HDFN Epidemiology

The spectrum of HDFN disease has positively changed in the last decade with the implementation of Rhesus D immunoprophylaxis. In many developed nations, starting in the 1970s, the postpartum administration of Rh D immune globulin reduced the rate of alloimmunization ( or mother immune system sensitization) in at-risk pregnancies from approximately 13–16% to approximately 0.5–1.8% (1,2). The risk was further reduced to 0.14–0.2% with the addition of routine antepartum administration (1,2).

Despite considerable proof of efficacy the benefit of the prophylaxis did not reached the rest of the world, where HDFN mortality rates and related outcomes is still a medical/social problem. 


We do not have accurate data on incidence, especially in countries with limited resources where the healthcare organization is particularly lacking. A recent study estimated that 130 -135 million children born each year in the world, around 24 million pregnant women are at risk of alloimmunization and 373,300 infants are affected by HDFN (3). Estimated prevalence is on average 276 / 100,000 live births, but is much higher in some countries such as Sub-Saharan Africa (385 / 100,000), Eastern Europe (386 / 100,000) and Central Asia 529 / 100,000). 

This contrast is particularly marked if we compare the situation in Europe and United States of America, where HDFN is well controlled and do not represent a public concern. 
Today in emerging and low-income countries there is still a limited access to prophylaxis, sometime complicated by difficulties in point-of-care Rh blood-type testing. The lack of these two simple prevention “tools” dramatically impact on the newborn life and infant disability representing a serious social problem. 

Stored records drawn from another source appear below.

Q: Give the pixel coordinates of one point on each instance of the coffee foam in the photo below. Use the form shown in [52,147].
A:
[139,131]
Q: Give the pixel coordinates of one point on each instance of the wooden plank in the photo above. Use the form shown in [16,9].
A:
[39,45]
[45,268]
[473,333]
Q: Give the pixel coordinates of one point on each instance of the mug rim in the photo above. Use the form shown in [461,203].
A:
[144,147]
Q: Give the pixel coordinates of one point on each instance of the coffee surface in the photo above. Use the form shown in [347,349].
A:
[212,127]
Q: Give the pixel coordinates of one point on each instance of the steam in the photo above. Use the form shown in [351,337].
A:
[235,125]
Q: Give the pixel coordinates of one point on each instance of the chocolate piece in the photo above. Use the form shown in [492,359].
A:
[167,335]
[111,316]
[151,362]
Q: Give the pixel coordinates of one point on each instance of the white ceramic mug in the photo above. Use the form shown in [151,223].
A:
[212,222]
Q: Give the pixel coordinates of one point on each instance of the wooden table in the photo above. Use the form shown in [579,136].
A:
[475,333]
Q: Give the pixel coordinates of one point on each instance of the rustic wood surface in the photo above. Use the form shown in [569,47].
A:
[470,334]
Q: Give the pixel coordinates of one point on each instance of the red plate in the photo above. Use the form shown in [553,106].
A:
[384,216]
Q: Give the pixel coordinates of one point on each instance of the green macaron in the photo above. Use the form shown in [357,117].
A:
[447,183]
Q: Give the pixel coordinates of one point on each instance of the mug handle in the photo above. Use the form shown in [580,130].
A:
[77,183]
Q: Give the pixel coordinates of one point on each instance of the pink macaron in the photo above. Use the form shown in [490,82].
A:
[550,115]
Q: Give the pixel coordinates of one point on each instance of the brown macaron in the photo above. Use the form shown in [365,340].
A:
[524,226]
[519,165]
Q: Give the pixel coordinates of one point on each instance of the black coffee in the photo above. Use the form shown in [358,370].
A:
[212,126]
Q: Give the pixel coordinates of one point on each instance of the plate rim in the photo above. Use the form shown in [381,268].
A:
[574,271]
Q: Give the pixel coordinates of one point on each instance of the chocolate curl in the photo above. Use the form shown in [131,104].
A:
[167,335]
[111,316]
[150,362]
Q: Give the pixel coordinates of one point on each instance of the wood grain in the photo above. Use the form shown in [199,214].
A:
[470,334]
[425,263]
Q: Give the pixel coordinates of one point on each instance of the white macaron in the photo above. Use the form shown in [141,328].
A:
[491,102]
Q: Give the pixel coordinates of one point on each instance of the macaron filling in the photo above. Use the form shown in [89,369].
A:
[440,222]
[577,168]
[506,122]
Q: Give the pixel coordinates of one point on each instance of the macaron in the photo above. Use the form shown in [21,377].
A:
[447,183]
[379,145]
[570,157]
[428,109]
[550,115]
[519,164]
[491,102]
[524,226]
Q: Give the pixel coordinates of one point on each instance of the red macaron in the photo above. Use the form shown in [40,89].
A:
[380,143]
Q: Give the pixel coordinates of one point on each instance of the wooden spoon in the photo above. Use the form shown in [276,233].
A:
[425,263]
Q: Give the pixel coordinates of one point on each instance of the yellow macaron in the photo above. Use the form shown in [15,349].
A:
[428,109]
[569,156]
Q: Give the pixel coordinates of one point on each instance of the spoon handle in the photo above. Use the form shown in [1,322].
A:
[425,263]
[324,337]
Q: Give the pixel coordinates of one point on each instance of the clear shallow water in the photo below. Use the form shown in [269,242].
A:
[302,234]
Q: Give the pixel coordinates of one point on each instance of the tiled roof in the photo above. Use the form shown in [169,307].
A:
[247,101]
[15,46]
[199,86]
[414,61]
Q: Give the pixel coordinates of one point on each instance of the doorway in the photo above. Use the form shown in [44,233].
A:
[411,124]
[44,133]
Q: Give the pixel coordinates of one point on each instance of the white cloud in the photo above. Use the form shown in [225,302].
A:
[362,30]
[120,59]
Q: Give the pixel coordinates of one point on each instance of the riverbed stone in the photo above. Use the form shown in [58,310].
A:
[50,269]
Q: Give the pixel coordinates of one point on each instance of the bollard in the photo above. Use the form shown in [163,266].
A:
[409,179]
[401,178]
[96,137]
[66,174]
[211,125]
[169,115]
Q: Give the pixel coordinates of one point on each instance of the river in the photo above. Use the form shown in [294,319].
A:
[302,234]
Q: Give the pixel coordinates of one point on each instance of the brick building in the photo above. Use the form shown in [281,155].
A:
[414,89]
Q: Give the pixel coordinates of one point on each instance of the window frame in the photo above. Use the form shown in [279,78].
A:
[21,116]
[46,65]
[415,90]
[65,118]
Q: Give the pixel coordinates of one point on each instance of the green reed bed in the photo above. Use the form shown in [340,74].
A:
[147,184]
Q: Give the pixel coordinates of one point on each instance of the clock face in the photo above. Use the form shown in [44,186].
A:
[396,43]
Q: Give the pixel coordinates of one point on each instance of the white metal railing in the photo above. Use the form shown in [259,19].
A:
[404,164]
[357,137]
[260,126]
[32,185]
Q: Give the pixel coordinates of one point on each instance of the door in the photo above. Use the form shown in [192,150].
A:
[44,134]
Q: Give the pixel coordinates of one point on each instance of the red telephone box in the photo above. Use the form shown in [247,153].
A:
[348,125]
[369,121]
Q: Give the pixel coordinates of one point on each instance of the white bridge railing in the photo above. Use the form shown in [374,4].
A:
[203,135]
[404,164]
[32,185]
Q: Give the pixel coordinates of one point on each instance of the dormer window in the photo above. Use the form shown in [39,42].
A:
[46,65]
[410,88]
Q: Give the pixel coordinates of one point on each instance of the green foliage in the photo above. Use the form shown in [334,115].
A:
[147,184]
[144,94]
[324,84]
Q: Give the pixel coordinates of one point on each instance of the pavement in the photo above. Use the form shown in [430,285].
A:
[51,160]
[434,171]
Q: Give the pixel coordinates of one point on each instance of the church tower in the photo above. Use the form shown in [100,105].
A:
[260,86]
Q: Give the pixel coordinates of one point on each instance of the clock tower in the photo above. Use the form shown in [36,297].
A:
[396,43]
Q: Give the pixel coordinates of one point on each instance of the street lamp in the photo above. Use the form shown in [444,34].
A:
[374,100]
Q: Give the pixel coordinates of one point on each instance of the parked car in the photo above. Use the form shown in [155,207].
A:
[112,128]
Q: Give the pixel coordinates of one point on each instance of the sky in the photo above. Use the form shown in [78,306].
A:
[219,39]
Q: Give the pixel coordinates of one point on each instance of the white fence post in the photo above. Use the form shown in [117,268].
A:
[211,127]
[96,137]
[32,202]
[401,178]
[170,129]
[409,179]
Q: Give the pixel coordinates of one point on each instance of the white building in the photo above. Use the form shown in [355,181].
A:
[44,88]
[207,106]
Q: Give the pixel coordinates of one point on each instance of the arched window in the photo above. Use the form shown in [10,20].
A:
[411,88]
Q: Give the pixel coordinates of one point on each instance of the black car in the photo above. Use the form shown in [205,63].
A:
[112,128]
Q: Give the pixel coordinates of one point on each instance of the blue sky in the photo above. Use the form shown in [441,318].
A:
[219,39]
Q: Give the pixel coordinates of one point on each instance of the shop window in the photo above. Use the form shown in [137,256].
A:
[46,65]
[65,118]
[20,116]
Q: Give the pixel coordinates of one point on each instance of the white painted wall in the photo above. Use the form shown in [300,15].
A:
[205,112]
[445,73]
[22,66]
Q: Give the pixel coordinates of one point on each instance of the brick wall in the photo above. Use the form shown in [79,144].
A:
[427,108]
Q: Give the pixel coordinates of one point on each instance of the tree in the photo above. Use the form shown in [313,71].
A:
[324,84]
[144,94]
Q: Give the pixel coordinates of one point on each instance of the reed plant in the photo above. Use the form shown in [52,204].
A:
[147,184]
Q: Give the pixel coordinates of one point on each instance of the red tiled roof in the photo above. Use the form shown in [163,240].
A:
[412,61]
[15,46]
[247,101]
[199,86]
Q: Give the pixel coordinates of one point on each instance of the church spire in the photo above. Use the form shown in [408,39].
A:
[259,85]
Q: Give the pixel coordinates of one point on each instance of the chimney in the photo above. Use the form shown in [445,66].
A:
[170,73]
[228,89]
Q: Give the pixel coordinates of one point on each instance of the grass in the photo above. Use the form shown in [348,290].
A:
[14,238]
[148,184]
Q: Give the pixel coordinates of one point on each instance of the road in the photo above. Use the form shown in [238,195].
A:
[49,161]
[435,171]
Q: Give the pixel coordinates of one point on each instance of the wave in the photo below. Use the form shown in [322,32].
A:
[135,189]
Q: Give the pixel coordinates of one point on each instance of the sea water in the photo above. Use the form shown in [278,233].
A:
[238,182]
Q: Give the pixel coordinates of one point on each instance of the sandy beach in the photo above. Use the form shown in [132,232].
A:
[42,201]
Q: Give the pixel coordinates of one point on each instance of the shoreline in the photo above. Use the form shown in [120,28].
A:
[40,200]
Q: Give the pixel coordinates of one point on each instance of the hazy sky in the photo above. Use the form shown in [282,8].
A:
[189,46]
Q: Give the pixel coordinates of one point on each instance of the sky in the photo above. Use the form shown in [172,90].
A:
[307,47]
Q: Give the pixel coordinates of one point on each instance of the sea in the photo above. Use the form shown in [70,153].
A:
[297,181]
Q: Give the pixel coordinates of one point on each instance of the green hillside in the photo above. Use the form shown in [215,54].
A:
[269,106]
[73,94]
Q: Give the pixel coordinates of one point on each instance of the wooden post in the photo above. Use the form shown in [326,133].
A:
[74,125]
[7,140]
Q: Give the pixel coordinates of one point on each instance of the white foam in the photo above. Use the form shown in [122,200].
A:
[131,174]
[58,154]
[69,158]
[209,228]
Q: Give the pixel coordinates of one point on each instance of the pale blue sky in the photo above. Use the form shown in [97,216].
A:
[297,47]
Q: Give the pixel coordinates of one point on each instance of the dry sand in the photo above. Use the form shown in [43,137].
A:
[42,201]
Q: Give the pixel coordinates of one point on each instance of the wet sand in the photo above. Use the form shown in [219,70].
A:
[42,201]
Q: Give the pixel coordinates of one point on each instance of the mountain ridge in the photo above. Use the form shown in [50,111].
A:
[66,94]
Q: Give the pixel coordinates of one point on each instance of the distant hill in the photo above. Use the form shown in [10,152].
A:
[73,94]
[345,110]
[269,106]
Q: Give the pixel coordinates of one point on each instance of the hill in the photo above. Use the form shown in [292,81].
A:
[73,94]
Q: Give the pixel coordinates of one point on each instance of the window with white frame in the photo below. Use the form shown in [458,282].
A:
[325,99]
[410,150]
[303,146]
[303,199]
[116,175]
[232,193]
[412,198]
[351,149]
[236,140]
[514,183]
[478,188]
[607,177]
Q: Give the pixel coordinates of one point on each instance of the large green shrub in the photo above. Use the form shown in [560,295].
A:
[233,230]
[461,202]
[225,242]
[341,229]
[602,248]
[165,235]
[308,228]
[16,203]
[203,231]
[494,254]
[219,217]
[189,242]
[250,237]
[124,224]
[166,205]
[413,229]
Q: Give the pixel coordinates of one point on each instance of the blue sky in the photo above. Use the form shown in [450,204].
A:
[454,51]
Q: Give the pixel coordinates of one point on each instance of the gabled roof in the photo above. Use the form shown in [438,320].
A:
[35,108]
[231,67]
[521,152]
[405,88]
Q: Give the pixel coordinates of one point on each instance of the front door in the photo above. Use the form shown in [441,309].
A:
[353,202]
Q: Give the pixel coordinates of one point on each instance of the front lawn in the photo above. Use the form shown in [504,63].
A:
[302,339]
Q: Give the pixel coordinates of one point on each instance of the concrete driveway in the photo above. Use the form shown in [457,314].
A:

1 de Haas M, Finning K, Massey E, Roberts DJ. Anti-D prophylaxis: past, present and future. Transfus Med 2014;24:1–7. 
2. Bowman J. Thirty-five years of Rh prophylaxis. Transfusion 2003;43:1661–6. 
1.Bhutani VK, Zipursky A, Blencowe H, et al. Neonatal hyperbilirubinemia and rhesus disease of the newborn: incidence and impairment estimates for 2010 at regional and global levels. Pediatr Res 2013;74:86-100.

What we learn

•    In economically more developed countries, the HDFN risk is reduced up to 0,2% due to extensive use of anti-immunoglobulin D immune-prophylaxis.
•    The disease is more frequent in countries where immune-prophylaxis is not carried out and where the fertility index is particularly high (Africa-Asia).
•    We estimate 373.000 new HDFN cases every year with an high prevalence in Sub-Saharan Africa (385 / 100,000) and Central Asia 529 / 100,000). 
•    This data could be significantly reduced with two simple steps: identification of Rh-negative women and routinely practice of immune-prophylaxis.